Group work is common experience for library school students, and a pretty popular topic of discussion here at HLS. I managed to avoid this experience during my first year as an LIS student, but made up for it this semester as all three of my classes had group assignments as major portions of the grade. While I was pretty sure I wouldn’t be able to avoid group work throughout my program, I was a bit overwhelmed during my first week of classes when I learned that I’d be subject to three such experiences in one semester. I, like many people that I’ve talked to, have always hated group work. Whenever given the option, I’ve worked independently. But this semester I learned that group work doesn’t have to be bad. One of my group projects was among the best experiences I’ve had in library school, one was kind of bad, and one extremely frustrating. I’ll discuss these projects under the labels, the good, the bad, and the ugly.
For the first class I’ll be discussing, I found the group work to actually be pretty enjoyable. But I don’t know if I would have been able to predict this from the start. Our first, group meeting was, well, pretty awkward. Part of this stems from the fact that this was an online class, and so our group meeting took place in the form of chatting with one another in a “break out room” during time that was set aside in class. As you can imagine, this is a pretty unnatural way to communicate with people, especially people that you don’t know.
Now one thing that the instructor did for this class that worked really well was to set aside in class time most weeks to allow us to meet in these break out rooms. And week after week, I noticed that our conversations with one another became more natural, and we really meshed together as a team.
So aside from getting to work with some awesome people in this class, I developed experience working remotely with people in real time. I think this experience is particularly valuable because librarians often participate in conference calls, often with people that they haven’t met before.
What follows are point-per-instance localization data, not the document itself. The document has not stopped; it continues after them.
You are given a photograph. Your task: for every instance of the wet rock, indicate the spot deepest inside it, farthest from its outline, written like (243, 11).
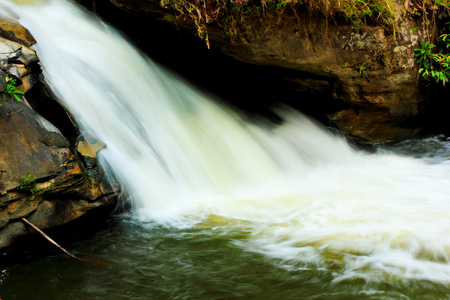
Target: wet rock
(41, 178)
(364, 68)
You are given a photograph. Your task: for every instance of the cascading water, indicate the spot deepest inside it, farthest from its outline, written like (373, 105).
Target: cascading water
(301, 195)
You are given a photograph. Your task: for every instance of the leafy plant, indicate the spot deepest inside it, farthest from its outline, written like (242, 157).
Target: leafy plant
(11, 90)
(361, 68)
(29, 184)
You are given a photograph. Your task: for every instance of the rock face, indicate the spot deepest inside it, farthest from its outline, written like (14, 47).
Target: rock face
(41, 177)
(368, 73)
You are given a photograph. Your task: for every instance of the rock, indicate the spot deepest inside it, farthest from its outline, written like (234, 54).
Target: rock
(362, 67)
(41, 179)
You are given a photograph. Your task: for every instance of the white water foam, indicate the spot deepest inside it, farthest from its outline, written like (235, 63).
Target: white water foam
(304, 196)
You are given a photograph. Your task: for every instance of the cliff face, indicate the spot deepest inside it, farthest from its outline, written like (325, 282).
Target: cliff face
(368, 74)
(42, 176)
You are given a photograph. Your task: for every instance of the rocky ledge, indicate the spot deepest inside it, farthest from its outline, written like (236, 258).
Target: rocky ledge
(366, 75)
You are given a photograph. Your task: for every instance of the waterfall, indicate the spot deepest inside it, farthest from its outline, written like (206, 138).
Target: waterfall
(303, 195)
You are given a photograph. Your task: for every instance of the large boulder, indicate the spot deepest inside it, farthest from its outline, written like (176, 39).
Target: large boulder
(42, 178)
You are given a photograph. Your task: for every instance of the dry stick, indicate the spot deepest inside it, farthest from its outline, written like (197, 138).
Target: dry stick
(56, 244)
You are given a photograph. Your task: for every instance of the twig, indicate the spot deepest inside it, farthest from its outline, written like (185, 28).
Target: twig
(56, 244)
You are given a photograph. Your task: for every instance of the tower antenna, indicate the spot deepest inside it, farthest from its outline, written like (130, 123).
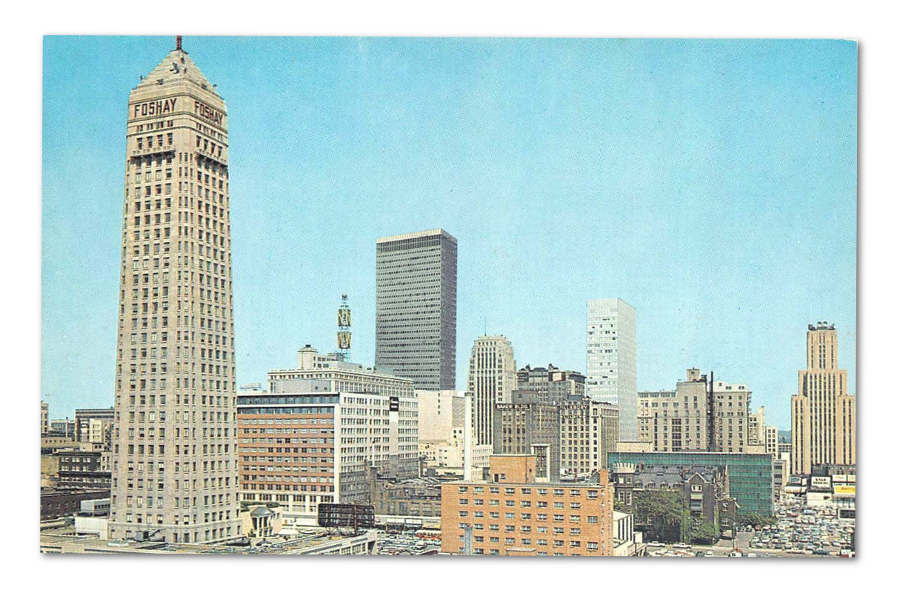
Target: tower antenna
(344, 335)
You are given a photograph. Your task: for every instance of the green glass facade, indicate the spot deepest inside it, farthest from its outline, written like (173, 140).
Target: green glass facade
(750, 475)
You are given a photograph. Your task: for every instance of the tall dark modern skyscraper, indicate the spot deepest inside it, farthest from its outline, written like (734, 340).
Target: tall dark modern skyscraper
(174, 447)
(416, 307)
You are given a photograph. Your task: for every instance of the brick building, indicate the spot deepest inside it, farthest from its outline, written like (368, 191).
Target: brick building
(513, 514)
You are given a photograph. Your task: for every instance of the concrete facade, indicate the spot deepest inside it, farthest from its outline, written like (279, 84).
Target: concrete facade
(302, 444)
(678, 420)
(492, 379)
(612, 360)
(588, 431)
(415, 307)
(175, 460)
(823, 413)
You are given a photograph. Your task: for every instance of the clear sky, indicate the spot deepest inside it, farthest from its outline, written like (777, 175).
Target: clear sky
(710, 184)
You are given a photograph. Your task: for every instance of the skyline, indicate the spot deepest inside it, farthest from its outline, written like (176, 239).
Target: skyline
(561, 111)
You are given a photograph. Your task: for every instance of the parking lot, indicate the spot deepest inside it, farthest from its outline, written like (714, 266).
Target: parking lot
(800, 531)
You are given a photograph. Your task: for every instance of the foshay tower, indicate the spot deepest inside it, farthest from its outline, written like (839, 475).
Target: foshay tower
(175, 465)
(823, 414)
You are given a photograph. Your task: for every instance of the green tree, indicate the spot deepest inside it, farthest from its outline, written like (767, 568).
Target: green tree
(660, 513)
(706, 534)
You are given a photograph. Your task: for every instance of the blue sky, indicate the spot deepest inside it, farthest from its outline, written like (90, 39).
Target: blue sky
(711, 184)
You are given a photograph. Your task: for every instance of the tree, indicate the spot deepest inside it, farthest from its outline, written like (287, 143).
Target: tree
(706, 534)
(660, 513)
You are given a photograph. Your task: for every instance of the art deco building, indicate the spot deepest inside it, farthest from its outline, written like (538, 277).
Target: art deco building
(823, 414)
(699, 415)
(415, 307)
(611, 360)
(174, 446)
(492, 379)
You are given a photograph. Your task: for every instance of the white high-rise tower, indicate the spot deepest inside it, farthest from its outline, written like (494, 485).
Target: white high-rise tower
(612, 360)
(492, 378)
(175, 467)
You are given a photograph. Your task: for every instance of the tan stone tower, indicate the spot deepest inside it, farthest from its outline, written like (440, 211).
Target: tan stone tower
(823, 414)
(175, 466)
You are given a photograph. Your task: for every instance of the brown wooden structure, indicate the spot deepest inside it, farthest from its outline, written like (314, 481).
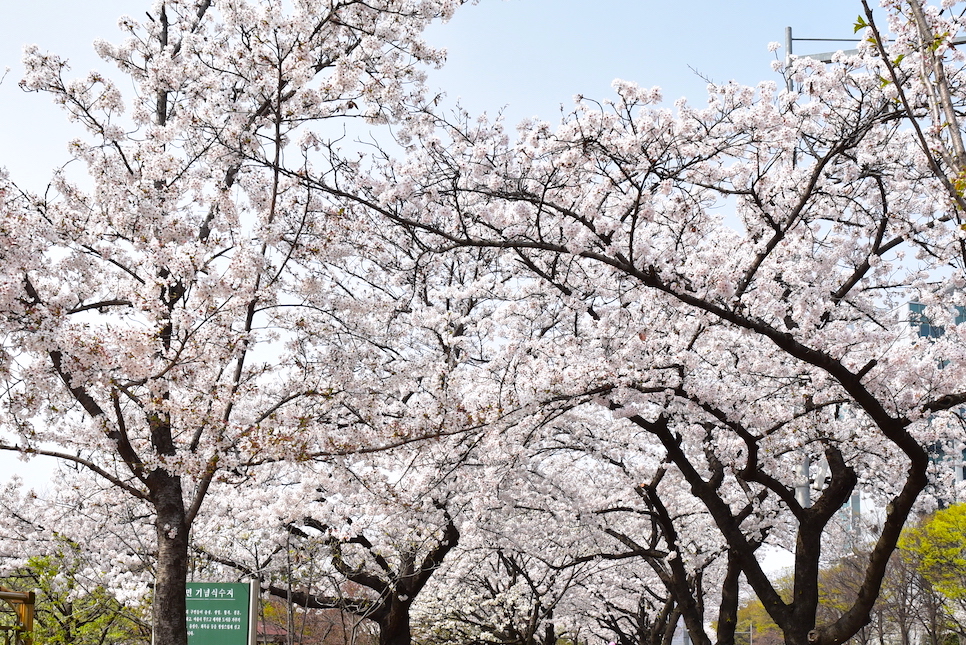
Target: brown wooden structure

After taking this class, I feel a lot more comfortable talking to people that I haven’t met face to face, and jumping right into a project instead of sitting through an awkward silence wondering who is going to speak first.
My experience in my second group project should have been okay. One of the three other members of the group was not particularly communicative, but generally everyone made an effort to contribute to the project as best they could. However, our project was derailed a bit when our initial topic turned out to be unmanageable for the amount of time we had left prior to the deadline. This resulted in our having to shift to a completely new direction last minute, and I think this ended up hurting out ability to work as effectively as a group. Each member still contributed, but it felt more like each of us was working independently on a sort of mini-project, rather than working on something larger as a team.
My final group project was particularly frustrating almost entirely due to a lack of communication throughout the group. This project, like the first one I discussed, was for an online class. However, for this class we didn’t have very many opportunities to meet in class. This made communication a bit of a burden, and this was only complicated by the fact that some members of the group were not very timely in responding to emails, or otherwise contributing to aspects of the project.
While 2 of my 3 group projects were somewhat frustrating this semester, I did learn that group work isn’t necessarily a bad thing. In addition to what I learned with respect to the content of the course, I gained some valuable experience working remotely and speaking with people in a conference call type of setting. I think gaining this kind of real world experience is often the justification behind group projects, and I’m glad that I was able to enjoy some of that.
Nevertheless, group projects introduce some factors that are beyond your control. You can’t always choose your group members, and even when you can, there’s no guarantee ahead of time that their working styles will match up well with yours. But this is how the real world works as well, and I think it can be valuable to gain experience working through these sorts of projects. Even if librarianship is your dream job, not every project is going to be a dream project, and part of being a successful professional is navigating these challenges.